Die Finanzkrise entstand, weil viele ein wenig und wenige sehr viel über ihre Verhältnisse gelebt haben. Sie entstand, weil Vertrauen schlagartig schwand, als man es plötzlich an einigen Symptomen bemerkte. Wir fürchten: Die Kirchenkrise könnte ähnlich tief werden wie die aktuelle Finanzkrise der globalisierten Welt. Die Vorgänge in Rom um die Priesterbruderschaft Pius X. und die Turbulenzen, die von der ursprünglichen Personalentscheidung in Linz ausgingen, erinnern an gescheiterte Spekulationsgeschäfte mit der Währung Vertrauen und beide bedeuten Autoritätsverlust.
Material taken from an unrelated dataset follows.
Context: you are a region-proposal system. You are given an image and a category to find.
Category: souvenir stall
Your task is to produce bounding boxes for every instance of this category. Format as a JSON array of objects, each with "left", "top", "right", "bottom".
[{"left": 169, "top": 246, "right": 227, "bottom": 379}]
Deshalb müssen sich alle in der Kirche fragen: Leben auch wir, lebt auch die Kirche über ihre Verhältnisse?

Die Verhältnisse der Kirche, über die sie auf Dauer nicht leben kann, haben mit dem zu tun, wovon sie lebt, und sie werden davon geprägt, wie sie damit lebt. Die Kirche lebt von ihrem Glauben - an Gott, Christus, den Heiligen Geist. An Christus glauben bedeutet nun aber, an die Botschaft des Jesus von Nazareth glauben, also des Juden Jesus. Das ist das erste Verhältnis, das nun infrage steht. Kann es eine Einheit der Kirche geben, die auf Kosten des Judentums geht, zu dem noch immer der gehört, der die Kirche zu glauben lehrt? Die päpstlichen Bemühungen um die Priesterbruderschaft des famosen Erzbischofs Lefebvre stellten mit einem Male ernsthaft diese Frage. Die unerträgliche Leugnung der Schoa durch jenen weniger famosen als bornierten Bischof, der allen Ernstes so tut, als hinge die Existenz der Vernichtungslager daran, dass er dafür Beweise fände, tat ein Übriges, um die Frage anzuschärfen. Kann es eine Einheit der Kirche geben, für die den Preis die Juden zahlen? Das wurde über Jahrhunderte versucht. Aber es hat in der Vergangenheit nicht funktioniert und es zeigt sich erneut: Es kann diese Einheit nicht geben, nicht nach innen und nicht nach außen.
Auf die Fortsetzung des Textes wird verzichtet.